What You Need to Know About Captain America's Secret Identity
You know the story: a young, undersized, aspiring artist from New York’s Lower East Side who loves his country and hates bullies uses a superhero persona to take on the Nazis and becomes a war hero. It’s the origin of Captain America. It’s also the origin of Jack Kirby, his co-creator.
Captain America debuted 82 years ago this month, in 1941’s “Captain America Comics” no. 1, the brainchild of Joe Simon and Jack Kirby. The sons of Jewish immigrants, born Hymie Simon and Jacob Kurtzberg, in 1939 they became the first staffers of nascent publisher Timely Comics—later Marvel—Simon the editor and writer at age 26 and Kirby the artist and art director at age 22. Their Captain America was an instant hit, selling almost a million copies a month.
This embodiment of America had a square jaw, blond hair and blue eyes, but he didn’t hail from a Mayflower family or the Midwest heartland. He came from the ethnic slums of the Lower East Side, born to poor Irish immigrants.
Kirby grew up in the Jewish tenements of the neighborhood, and like Steve Rogers was a short and scrawny kid who got constantly picked on by bullies.

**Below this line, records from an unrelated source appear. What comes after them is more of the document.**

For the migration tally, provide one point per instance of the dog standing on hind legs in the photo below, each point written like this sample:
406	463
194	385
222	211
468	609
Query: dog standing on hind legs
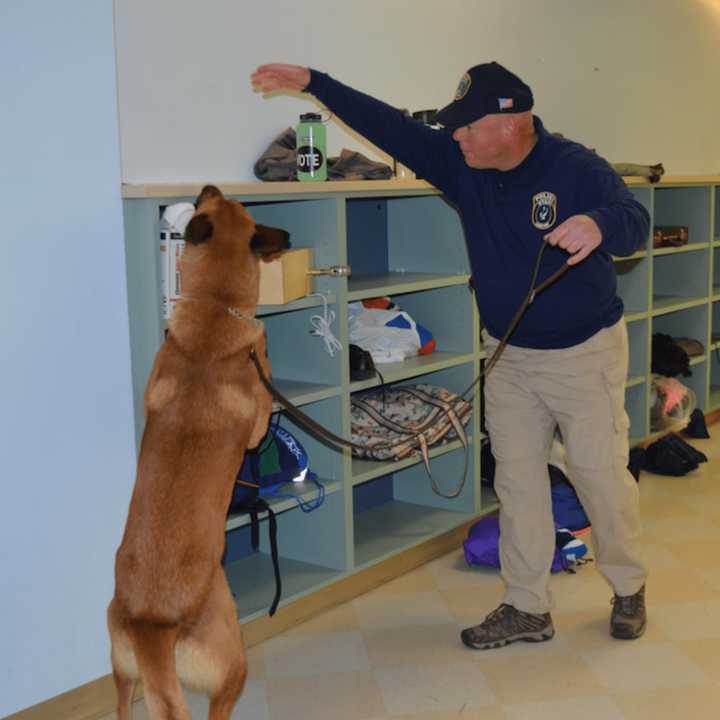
172	618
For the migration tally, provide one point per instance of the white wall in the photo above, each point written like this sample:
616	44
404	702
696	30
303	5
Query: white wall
66	440
635	79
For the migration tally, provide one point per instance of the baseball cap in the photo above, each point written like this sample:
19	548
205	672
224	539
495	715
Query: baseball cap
486	89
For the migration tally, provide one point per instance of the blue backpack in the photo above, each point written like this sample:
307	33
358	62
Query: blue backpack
279	460
482	546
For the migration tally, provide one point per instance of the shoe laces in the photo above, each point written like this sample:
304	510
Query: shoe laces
627	605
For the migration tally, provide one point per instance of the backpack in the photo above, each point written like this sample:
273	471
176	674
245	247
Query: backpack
278	460
482	546
385	421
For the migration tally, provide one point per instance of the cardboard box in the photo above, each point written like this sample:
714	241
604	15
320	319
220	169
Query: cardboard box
281	281
172	246
286	279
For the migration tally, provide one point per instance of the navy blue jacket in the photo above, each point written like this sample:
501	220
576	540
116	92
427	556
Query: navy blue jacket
503	230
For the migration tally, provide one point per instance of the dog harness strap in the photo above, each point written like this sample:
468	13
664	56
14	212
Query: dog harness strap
276	563
254	526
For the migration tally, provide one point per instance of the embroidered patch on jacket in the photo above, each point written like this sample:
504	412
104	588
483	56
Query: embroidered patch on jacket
544	212
463	86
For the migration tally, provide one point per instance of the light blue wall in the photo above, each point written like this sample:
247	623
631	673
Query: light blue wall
66	428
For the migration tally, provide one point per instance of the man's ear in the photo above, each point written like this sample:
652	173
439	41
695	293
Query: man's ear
199	229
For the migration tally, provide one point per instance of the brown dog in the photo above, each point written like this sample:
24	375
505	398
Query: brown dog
172	618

Like Rogers, he always stood his ground, getting into scrapes, often at the defense of his blond younger brother, Dave. And, like Rogers, he developed a lifelong intolerance of bullies of any kind, his son Neal says.

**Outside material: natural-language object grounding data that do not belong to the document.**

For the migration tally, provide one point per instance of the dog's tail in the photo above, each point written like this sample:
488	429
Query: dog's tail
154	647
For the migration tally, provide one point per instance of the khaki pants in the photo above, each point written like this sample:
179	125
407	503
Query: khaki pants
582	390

Kirby never used his real name in his work, assuming a series of alter egos like Curt Davis, Jack Curtiss and Fred Sande before settling on Jack Kirby, which he also adopted legally. Though by all accounts fiercely proud of his Jewishness, not one of his pennames sounded remotely Semitic. They were all Anglo, mostly Irish names. His parents were none too happy, but he wanted “to be an all-American.” For Captain America’s alter ego, he chose the Irish name Rogers.
Making Captain America a product of the Lower East Side was also meaningful (the 2011 movie changed it to Brooklyn, and it’s been inconsistent in the comics since). It was known as the most multiethnic neighborhood in New York, if not America, a ghetto of impoverished, mostly recent immigrants. Simon and Kirby’s all-American icon was a powerful reminder that being an immigrant is all-American.
It could also be that Kirby, who borrowed regularly from Bible stories, was inspired in part by King David, also a small, overlooked, artistic youth who was rejected from armed service but who, with unwavering faith, picked up a star-shaped shield and saved his nation.